Issue: Whether, under the Americans with Disabilities Act (ADA), a former employee—who was qualified to perform her job and earned post-employment benefits while employed—loses her right to sue over disability discrimination with respect to those benefits solely because she no longer holds her job.
The ADA prohibits disability discrimination against a “qualified individual” in employment. 42 U.S.C. § 12112(a). Discrimination often includes inequities in hiring or layoffs, but can also include inequities in access to fringe benefits, such as employee stock options or health insurance. Importantly, the ADA defines a “qualified individual” as someone who “can perform the essential functions of the employment position that such individual holds or desires.” 42 U.S.C. § 12111(8).
Karyn Stanley was a firefighter for the City of Sanford, Florida, for 15 years until Parkinson’s disease prevented her from continuing in the line of duty. Stanley v. City of Sanford, 83 F.4th 1333 (11th Cir. 2023). When she retired, Ms. Stanley believed she would keep the health insurance provided by the City until age 65, as that had been the City’s benefits policy when she was hired. Id. That would mean she could continue to receive employer health insurance until she was eligible for Medicare. However, without Ms. Stanley’s knowledge, the City changed its policy to limit the insurance subsidy to 24 months for employees who retired because of a disability. Id. Those who retire after 25 years—that is, those who do not retire because of a disability—remained eligible for the subsidy until age 65. Petition for Writ of Certiorari at 10, Stanley v. City of Sanford, 2024 WL 1098329 (No. 23-997). As a result, Ms. Stanley would have to make other arrangements for healthcare for 16 years until she became eligible for Medicare.

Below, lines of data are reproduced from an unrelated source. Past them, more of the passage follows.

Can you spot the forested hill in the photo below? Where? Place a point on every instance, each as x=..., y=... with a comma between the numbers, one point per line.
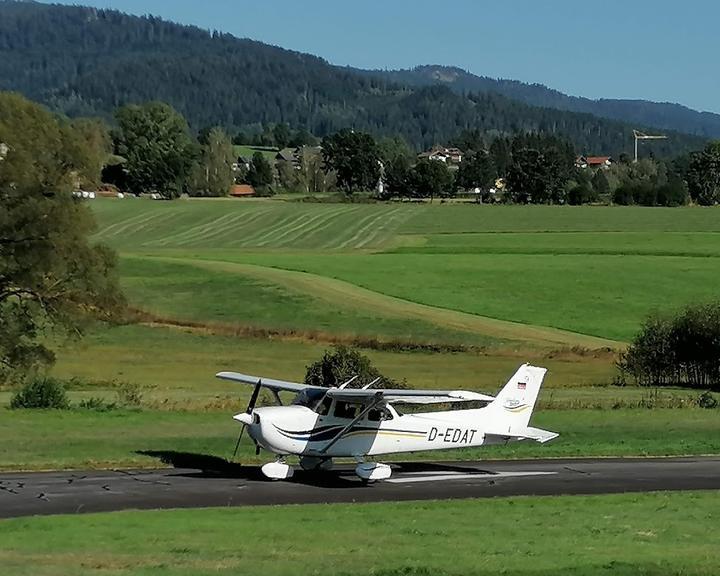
x=663, y=115
x=85, y=61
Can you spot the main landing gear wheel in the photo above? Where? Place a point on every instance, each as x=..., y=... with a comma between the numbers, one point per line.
x=277, y=470
x=372, y=471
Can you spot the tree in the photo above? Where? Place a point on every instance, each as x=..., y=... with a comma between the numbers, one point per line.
x=355, y=158
x=52, y=280
x=260, y=174
x=476, y=171
x=703, y=176
x=155, y=141
x=214, y=171
x=541, y=166
x=600, y=182
x=397, y=177
x=281, y=135
x=470, y=141
x=309, y=174
x=340, y=364
x=91, y=142
x=430, y=178
x=501, y=155
x=677, y=350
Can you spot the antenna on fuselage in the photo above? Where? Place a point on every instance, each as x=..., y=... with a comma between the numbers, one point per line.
x=347, y=382
x=372, y=383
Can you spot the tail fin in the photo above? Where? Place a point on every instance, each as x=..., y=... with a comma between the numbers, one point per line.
x=515, y=402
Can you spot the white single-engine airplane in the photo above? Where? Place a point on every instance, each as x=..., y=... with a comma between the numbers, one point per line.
x=326, y=423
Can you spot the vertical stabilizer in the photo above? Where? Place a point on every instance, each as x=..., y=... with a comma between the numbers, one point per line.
x=514, y=405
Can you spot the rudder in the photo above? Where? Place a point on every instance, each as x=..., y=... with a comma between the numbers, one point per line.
x=516, y=401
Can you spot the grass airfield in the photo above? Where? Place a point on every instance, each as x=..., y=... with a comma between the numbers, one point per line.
x=445, y=296
x=442, y=296
x=656, y=534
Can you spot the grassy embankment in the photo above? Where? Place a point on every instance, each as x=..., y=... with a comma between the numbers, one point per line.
x=264, y=287
x=659, y=534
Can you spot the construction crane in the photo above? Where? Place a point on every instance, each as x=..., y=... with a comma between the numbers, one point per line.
x=642, y=136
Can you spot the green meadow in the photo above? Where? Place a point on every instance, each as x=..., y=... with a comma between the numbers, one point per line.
x=81, y=439
x=451, y=296
x=658, y=534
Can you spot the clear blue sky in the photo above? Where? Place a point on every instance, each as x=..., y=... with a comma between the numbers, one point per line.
x=658, y=50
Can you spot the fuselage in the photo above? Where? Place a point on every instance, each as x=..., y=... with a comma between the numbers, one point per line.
x=298, y=430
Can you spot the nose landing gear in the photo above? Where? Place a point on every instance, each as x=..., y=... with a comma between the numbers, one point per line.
x=277, y=470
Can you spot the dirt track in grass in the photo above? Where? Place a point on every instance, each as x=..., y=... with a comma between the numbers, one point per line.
x=335, y=292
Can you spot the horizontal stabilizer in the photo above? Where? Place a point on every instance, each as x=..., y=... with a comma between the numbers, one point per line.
x=527, y=433
x=540, y=435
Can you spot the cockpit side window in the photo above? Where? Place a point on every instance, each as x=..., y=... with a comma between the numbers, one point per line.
x=347, y=409
x=324, y=407
x=310, y=398
x=379, y=414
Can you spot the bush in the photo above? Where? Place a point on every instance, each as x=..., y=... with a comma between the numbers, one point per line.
x=97, y=404
x=707, y=400
x=342, y=363
x=129, y=395
x=42, y=392
x=683, y=350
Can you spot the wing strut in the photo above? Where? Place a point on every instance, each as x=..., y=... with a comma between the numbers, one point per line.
x=377, y=399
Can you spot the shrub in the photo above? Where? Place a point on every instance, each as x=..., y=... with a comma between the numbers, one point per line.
x=683, y=350
x=97, y=404
x=41, y=392
x=342, y=363
x=129, y=395
x=707, y=400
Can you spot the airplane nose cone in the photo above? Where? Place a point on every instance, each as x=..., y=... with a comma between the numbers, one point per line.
x=243, y=417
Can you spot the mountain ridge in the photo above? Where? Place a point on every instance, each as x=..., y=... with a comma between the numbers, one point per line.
x=88, y=61
x=662, y=115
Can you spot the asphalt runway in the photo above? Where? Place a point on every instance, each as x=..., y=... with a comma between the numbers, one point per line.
x=201, y=481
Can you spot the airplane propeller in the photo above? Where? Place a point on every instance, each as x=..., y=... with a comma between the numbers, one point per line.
x=248, y=411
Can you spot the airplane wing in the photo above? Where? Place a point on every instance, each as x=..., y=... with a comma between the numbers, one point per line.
x=277, y=385
x=359, y=395
x=404, y=396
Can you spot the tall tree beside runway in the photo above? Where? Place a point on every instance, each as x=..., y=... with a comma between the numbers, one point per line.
x=51, y=278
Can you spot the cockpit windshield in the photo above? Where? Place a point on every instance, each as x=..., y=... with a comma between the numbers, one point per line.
x=310, y=398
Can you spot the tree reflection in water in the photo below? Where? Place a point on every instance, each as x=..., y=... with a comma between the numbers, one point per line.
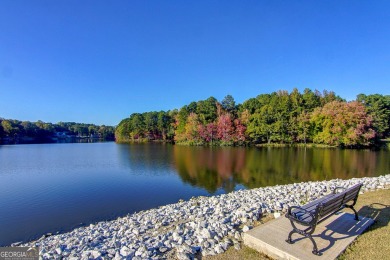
x=225, y=167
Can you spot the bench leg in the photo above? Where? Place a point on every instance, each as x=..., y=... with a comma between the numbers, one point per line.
x=315, y=248
x=356, y=215
x=288, y=240
x=306, y=233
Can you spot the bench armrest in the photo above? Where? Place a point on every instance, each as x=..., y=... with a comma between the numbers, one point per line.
x=296, y=217
x=336, y=190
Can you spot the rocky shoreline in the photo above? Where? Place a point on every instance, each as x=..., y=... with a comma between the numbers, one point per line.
x=202, y=225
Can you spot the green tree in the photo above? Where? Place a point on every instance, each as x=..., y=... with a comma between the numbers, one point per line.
x=342, y=124
x=229, y=104
x=378, y=106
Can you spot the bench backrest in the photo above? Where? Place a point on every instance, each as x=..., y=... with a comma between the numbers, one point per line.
x=339, y=200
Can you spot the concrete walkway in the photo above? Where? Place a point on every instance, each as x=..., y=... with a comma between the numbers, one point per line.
x=332, y=237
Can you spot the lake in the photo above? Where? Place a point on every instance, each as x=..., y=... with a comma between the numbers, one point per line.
x=56, y=187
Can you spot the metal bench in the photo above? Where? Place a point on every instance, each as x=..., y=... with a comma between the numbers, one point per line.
x=311, y=214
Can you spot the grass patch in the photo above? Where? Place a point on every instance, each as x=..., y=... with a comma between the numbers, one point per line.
x=374, y=243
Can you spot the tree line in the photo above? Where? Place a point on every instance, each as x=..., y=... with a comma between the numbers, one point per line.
x=276, y=118
x=14, y=130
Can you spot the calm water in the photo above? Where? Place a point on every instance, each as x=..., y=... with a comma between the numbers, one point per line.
x=55, y=187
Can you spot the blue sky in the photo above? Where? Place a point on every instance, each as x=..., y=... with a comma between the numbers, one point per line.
x=99, y=61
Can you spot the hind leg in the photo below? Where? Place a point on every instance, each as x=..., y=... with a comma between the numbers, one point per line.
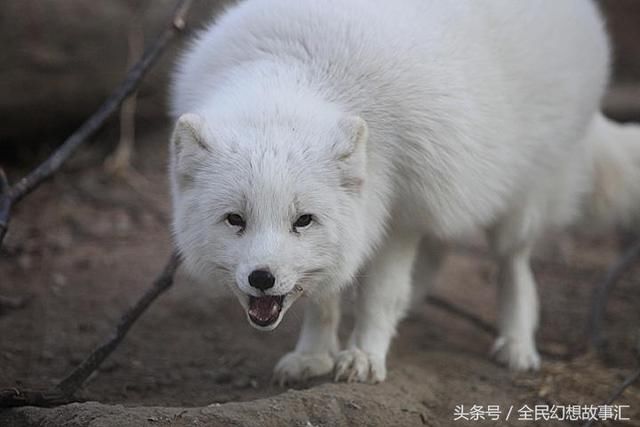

Ms. Stanley brought a discrimination claim under the ADA and other federal and state laws. Stanley, 83 F.4th at 1336. She argued that the City could not offer fewer benefits to people who retired because of a disability compared to those who retired for other reasons. Id. However, because the discriminatory act—the early end of the subsidy—happened after Ms. Stanley was no longer employed and, thus, not technically a “qualified individual,” the lower court found that Ms. Stanley had not stated a plausible discrimination claim under the ADA and dismissed the case. Id. at 1337.
Ms. Stanley appealed the decision. Affirming the lower court, the U.S. Court of Appeals for the Eleventh Circuit reasoned that the ADA’s definition of “qualified individual” means only current employees or applicants may bring claims. Id. at 1349, 1342-43. It thus held that the ADA claim failed. Id. at 1344.
The Eleventh Circuit joined three other federal circuits with this ruling: the Sixth, Seventh, and Ninth Circuits have also stopped former employees from suing for discrimination in post-employment benefits under the ADA. Id. at 1341. Two circuits, the Second and Third, have disagreed and allow former employees to bring discrimination suits under the ADA. Id.
Now, the Supreme Court will resolve the circuit split and decide whether former employees can bring discrimination claims under the ADA.
WHAT’S AT STAKE
Today, nearly 19 million seniors—a third of adults age 65 and older—have a disability. Many of these older adults, like Ms. Stanley, rely on retirement benefits to access necessary healthcare. In addition, more and more workers are taking disability retirement. The Social Security Administration predicts that more than one in four current 20-year-olds will become disabled before reaching retirement.
If the Supreme Court holds that former employees cannot bring discrimination claims for post-employment fringe benefits under the ADA, older adults who may become disabled in the future—and who do not realize that their employers have discriminatory benefits policies—will not have the opportunity to sue to protect their benefits.